I was out there yesterday flounder fishing with the girlfriend. we caught 7. only four made it into the boat and three went in the livewell. the others got off at the boat and one flipped out of my hand and escaped back in the water. We caught a bunch of small white and speckled trout. I caught a 14in sheepy on a super fluke, and about 7 or 8 rat reds. then hit the evening topwater bass bite catchin 7 or 8 little guys, had one good blowup and missed it. it coulda been a bass or red. I'll never know.

Basnbud


----------



## basnbud (Jul 20, 2011)

jcoss15 said:


> Will the reds and trout be more out in the bay (south of hwy 90) or more up in the backwater and bayous during the fall?
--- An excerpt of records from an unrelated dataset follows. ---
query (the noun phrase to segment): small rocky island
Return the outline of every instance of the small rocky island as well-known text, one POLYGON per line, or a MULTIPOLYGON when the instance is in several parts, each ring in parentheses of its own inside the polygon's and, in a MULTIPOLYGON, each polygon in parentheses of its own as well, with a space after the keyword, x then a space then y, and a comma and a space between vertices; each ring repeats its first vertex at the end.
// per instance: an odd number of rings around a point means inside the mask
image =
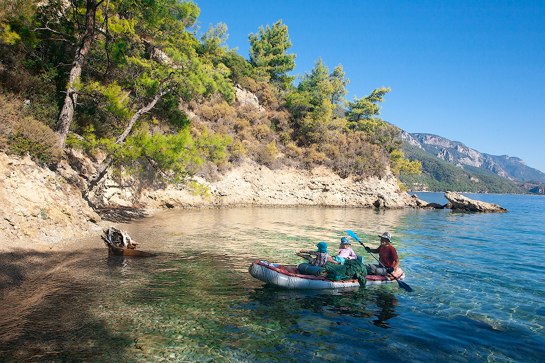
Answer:
POLYGON ((456 192, 445 192, 445 198, 449 203, 445 205, 453 211, 470 211, 471 212, 507 212, 507 210, 497 204, 487 203, 480 200, 474 200, 456 192))

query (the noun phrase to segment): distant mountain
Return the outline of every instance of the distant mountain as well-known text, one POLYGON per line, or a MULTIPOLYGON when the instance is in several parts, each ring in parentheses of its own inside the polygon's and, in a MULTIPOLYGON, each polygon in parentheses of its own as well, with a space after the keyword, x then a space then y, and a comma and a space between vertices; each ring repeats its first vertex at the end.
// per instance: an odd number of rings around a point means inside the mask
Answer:
POLYGON ((513 181, 545 183, 545 174, 518 157, 491 155, 468 147, 462 143, 426 133, 409 133, 402 130, 401 138, 414 147, 468 171, 499 176, 513 181))

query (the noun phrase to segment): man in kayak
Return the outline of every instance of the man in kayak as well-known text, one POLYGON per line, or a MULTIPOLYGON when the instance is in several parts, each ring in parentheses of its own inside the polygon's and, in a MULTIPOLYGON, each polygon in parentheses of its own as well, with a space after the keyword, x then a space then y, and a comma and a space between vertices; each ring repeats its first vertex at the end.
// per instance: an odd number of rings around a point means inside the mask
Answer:
POLYGON ((378 260, 382 262, 386 268, 382 266, 373 263, 366 263, 367 273, 370 275, 379 275, 385 276, 386 274, 391 274, 399 266, 399 259, 397 257, 397 253, 393 248, 392 243, 392 236, 387 232, 385 232, 379 236, 380 237, 380 245, 378 248, 371 249, 366 247, 365 250, 369 253, 378 253, 378 260))
POLYGON ((337 253, 337 256, 329 257, 328 261, 336 264, 340 264, 344 263, 347 260, 355 260, 358 258, 356 253, 350 248, 350 239, 347 237, 343 237, 341 238, 341 244, 339 245, 339 250, 337 253))
POLYGON ((296 252, 295 254, 305 260, 308 260, 313 266, 323 266, 328 261, 328 257, 329 257, 329 254, 328 253, 328 244, 325 242, 320 242, 316 245, 316 247, 318 247, 317 251, 301 250, 299 252, 296 252), (311 255, 316 256, 316 258, 311 257, 311 255))

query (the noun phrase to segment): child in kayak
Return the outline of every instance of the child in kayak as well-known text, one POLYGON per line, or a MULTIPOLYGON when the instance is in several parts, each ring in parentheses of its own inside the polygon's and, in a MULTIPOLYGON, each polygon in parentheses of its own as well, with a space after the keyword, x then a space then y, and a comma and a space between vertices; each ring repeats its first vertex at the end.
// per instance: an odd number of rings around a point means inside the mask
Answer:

the colder it gets, the farther up you'll find em. but mostly in the delta area. but I have caught them all the way up at the outfall at monsanto before.


----------



## Amarillo Palmira (Jan 2, 2010)

basnbud said:


> the colder it gets, the farther up you'll find em. but mostly in the delta area. but I have caught them all the way up at the outfall at monsanto before.


Yeah, they get way up the rivers. The Monsanto outlet also has the benefit of holding stripers/hybirds in the winter, also.


----------



## Amarillo Palmira (Jan 2, 2010)

jcoss15 said:


> Will the reds and trout be more out in the bay (south of hwy 90) or more up in the backwater and bayous during the fall?


I generally start at the lower end of the river and will work up stream. There are some real trophies available when you get up river.


----------